日本人の夫婦が離婚する場合は、当人同士が話し合い、離婚届を提出することになります。
これを協議離婚といいます。
離婚話がこじれている場合は家庭裁判所での離婚調停や離婚訴訟を経て離婚に至る流れです。
外国人と離婚するときは日本人同士のように、日本のルールに従って離婚できない可能性があります。
協議離婚や家庭裁判所での離婚は、あくまで日本の法律の中での離婚です。
外国人との離婚は別の国の法律が関係するため、どの法律の中で離婚を進めればいいのかが問題になります。
外国人との離婚ではどの国の法律が適用されるのか
外国人と離婚するときにどの国の法律が適用されるか。
この問題については、法の適用に関する通則法の25条と27条に規定されています。
- 夫婦の本国の法律が同じときはその法律を適用する
- 夫婦の本国の法律が違うときは夫婦共通の居住地の法律を適用する
- 夫婦いずれの居住地にも関連の法律がないときは夫婦に関係の深い国の法律を適用する
- 夫婦の一方が日本に常居所を持っている場合は日本の法律を適用すべき
以上が、外国人との離婚における基本的な法適用のスタンスです。
夫婦の片方が日本人の場合は、日本の法律に従って離婚できることになります。
ただし、配偶者の国で離婚そのものや協議離婚が認められていない場合は注意が必要です。

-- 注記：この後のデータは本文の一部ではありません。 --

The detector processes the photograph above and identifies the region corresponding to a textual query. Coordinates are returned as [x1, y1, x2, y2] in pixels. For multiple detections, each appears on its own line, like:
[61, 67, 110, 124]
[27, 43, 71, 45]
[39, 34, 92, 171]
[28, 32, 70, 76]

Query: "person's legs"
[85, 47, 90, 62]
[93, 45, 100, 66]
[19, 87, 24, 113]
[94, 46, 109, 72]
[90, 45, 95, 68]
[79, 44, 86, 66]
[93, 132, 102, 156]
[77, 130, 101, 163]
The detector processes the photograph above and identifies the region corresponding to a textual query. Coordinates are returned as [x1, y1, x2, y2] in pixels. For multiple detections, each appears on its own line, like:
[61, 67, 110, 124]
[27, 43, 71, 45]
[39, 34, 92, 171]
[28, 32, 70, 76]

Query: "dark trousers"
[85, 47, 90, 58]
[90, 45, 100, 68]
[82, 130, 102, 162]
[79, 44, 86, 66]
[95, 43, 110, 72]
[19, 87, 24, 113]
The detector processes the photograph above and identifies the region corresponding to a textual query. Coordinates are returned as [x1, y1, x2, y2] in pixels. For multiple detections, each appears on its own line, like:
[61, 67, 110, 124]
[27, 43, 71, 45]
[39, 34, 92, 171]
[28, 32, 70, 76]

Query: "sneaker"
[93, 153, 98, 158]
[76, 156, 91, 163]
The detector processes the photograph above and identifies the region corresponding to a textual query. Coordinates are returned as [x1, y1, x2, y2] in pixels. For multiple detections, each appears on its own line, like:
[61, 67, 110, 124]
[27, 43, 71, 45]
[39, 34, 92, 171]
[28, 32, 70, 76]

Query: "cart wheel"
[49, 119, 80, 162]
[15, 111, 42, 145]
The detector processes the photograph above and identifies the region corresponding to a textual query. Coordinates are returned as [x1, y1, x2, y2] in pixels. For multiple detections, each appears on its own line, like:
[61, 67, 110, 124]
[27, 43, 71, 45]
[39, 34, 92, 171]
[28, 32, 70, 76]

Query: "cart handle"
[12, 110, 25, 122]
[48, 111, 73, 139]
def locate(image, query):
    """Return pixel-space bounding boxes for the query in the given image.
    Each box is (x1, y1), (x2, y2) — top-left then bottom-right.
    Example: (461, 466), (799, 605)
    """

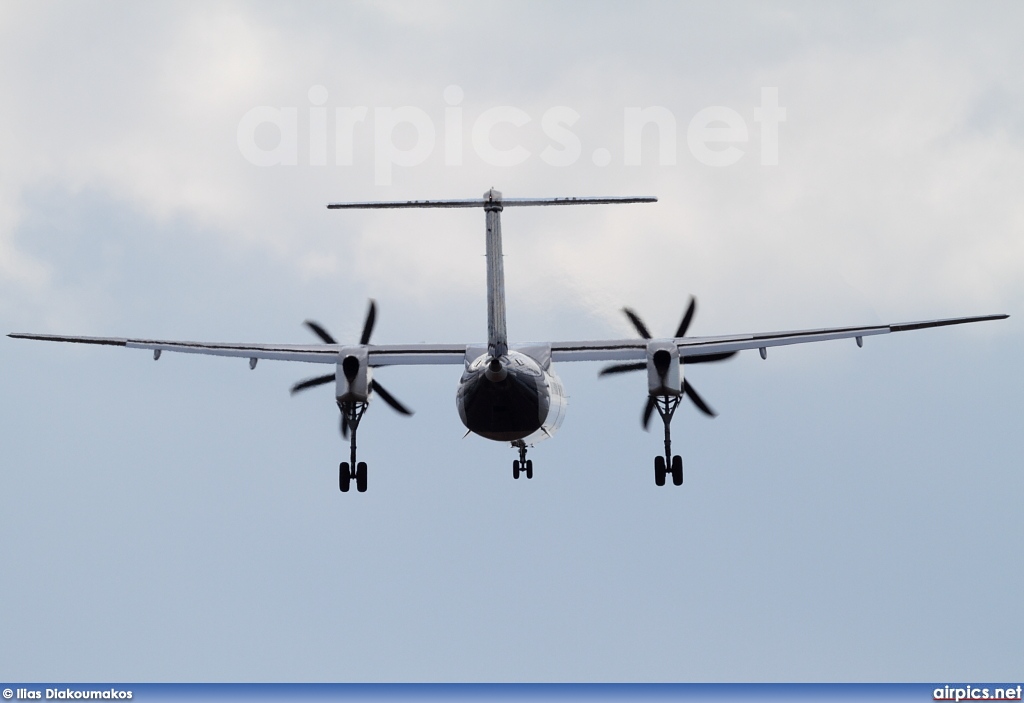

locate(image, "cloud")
(1, 2), (1020, 337)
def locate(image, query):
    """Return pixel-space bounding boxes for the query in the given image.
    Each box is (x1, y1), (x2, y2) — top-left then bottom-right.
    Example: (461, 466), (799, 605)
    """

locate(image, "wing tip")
(890, 314), (1010, 332)
(8, 332), (128, 346)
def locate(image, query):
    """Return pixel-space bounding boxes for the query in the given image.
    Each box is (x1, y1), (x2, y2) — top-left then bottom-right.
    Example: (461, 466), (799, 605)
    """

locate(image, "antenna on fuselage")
(327, 190), (657, 358)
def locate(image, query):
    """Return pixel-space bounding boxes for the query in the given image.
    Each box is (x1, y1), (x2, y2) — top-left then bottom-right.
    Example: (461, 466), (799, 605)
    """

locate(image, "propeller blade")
(674, 297), (697, 338)
(371, 379), (413, 415)
(291, 373), (336, 395)
(341, 413), (349, 439)
(360, 299), (377, 345)
(599, 362), (646, 376)
(642, 396), (656, 430)
(683, 379), (717, 417)
(304, 320), (337, 345)
(682, 351), (738, 364)
(622, 308), (652, 339)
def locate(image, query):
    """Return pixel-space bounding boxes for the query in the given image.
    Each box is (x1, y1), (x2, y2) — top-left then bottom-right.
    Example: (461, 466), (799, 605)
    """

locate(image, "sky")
(1, 0), (1022, 682)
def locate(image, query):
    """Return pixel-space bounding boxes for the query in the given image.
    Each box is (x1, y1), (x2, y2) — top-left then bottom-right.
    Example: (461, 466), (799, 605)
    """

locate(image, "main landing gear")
(338, 400), (369, 493)
(651, 395), (684, 487)
(512, 440), (533, 480)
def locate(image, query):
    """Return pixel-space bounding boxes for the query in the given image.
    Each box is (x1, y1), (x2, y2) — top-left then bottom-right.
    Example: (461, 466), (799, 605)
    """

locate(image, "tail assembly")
(328, 189), (657, 361)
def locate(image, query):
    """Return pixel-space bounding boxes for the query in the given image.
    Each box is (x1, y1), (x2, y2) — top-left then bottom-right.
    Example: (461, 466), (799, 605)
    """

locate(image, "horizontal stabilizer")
(327, 195), (657, 209)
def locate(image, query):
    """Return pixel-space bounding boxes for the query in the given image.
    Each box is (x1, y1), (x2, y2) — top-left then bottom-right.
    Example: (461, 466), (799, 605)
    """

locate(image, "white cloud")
(1, 2), (1020, 335)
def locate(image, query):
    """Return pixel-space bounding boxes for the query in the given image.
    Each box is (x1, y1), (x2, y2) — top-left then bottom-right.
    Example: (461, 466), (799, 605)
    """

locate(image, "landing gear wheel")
(513, 460), (521, 480)
(671, 455), (683, 486)
(356, 461), (368, 493)
(525, 459), (533, 480)
(654, 455), (666, 486)
(339, 462), (351, 492)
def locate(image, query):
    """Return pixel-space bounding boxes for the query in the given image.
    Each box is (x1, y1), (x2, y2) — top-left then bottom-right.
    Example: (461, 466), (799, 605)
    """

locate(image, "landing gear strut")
(652, 395), (684, 486)
(338, 400), (369, 493)
(512, 440), (533, 480)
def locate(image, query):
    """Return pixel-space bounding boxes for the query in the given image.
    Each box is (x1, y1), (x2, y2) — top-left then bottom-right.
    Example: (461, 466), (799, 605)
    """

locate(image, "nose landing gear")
(512, 440), (533, 480)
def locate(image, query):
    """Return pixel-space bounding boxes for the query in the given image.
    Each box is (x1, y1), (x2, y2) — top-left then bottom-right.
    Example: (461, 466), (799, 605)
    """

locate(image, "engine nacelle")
(336, 345), (371, 403)
(646, 341), (681, 396)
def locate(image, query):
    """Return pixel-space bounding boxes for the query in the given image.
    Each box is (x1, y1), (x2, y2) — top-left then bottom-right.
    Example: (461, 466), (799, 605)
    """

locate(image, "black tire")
(339, 462), (351, 492)
(356, 462), (368, 493)
(671, 455), (683, 486)
(525, 459), (533, 480)
(513, 460), (520, 480)
(654, 455), (666, 486)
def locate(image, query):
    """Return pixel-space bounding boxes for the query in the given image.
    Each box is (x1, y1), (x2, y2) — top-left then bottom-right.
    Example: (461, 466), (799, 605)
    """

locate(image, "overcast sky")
(1, 1), (1022, 682)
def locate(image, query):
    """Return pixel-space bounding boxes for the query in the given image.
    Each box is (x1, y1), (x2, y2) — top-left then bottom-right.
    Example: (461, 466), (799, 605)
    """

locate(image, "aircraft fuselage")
(457, 347), (567, 443)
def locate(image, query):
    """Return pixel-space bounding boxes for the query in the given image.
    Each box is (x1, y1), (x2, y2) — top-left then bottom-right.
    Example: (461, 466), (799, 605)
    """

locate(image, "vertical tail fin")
(482, 189), (507, 357)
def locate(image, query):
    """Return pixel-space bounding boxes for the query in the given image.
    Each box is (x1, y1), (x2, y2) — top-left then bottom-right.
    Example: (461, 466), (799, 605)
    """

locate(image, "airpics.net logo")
(236, 85), (786, 185)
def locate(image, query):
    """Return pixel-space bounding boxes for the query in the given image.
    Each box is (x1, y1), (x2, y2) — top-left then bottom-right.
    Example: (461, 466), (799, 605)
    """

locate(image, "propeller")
(291, 373), (335, 393)
(370, 379), (412, 416)
(290, 300), (413, 435)
(304, 320), (337, 345)
(600, 296), (735, 427)
(642, 396), (657, 429)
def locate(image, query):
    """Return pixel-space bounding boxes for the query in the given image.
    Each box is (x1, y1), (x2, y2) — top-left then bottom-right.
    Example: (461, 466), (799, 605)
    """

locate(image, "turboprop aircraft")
(9, 189), (1009, 492)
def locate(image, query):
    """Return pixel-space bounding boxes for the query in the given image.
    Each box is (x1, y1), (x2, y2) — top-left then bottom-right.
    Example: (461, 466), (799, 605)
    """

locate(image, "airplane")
(9, 188), (1009, 492)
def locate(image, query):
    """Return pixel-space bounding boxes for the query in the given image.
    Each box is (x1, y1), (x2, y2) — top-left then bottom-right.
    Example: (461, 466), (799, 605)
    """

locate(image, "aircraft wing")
(6, 333), (467, 366)
(9, 313), (1008, 367)
(549, 314), (1009, 362)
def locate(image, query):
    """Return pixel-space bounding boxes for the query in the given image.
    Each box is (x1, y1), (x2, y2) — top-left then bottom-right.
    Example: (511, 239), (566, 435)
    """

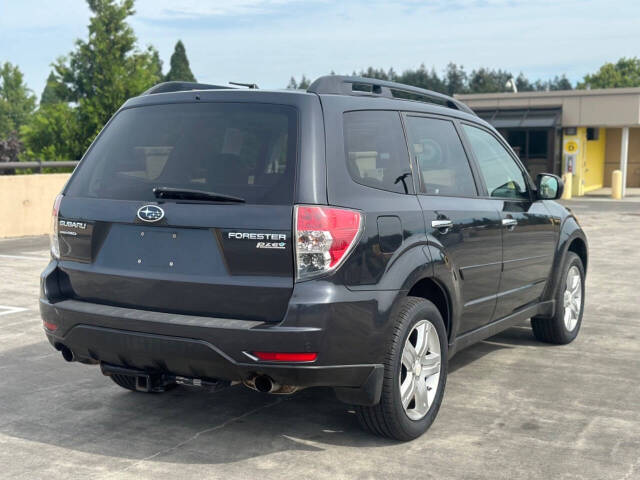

世界には離婚を認めない国や、裁判によらなければ離婚できない国もあります。
たとえば、妻の国の法律では離婚が認められない場合に日本で協議離婚が成立しても、妻の国では離婚が認められないこと可能性があるのです。
日本では離婚できたが、妻の国では離婚が成立していない。
よって、妻が再婚できないなどの事態に陥ってしまいます。
離婚訴訟になった場合はどこに申し立てるのか
離婚問題がこじれてしまった場合は、裁判所の管轄問題も浮上します。
夫婦の片方が日本人で、もう片方が外国人の場合は、どの国の裁判所が管轄するのかという問題です。
夫婦双方が日本に住んでいれば、基本的に日本の裁判所が離婚問題を管轄します。夫婦の片方が日本人で、もう片方が外国人でも、管轄は日本の裁判所にあるのです。
日本に住んでいる人が外国に住む配偶者を相手取って離婚裁判をする場合は、相手の居住国の裁判所が管轄を有します。
ただし、相手が行方不明であるなどの場合は、例外的に日本の裁判所で裁判をすることが可能です。
国際離婚のときは、「日本の法律に従って離婚すると、相手の国でも離婚が成立するか」「離婚で揉めたら、どこの国の裁判所が管轄を有するか」を調べておくことが重要です。
国際離婚問題を得意とする弁護士に相談することをおすすめします。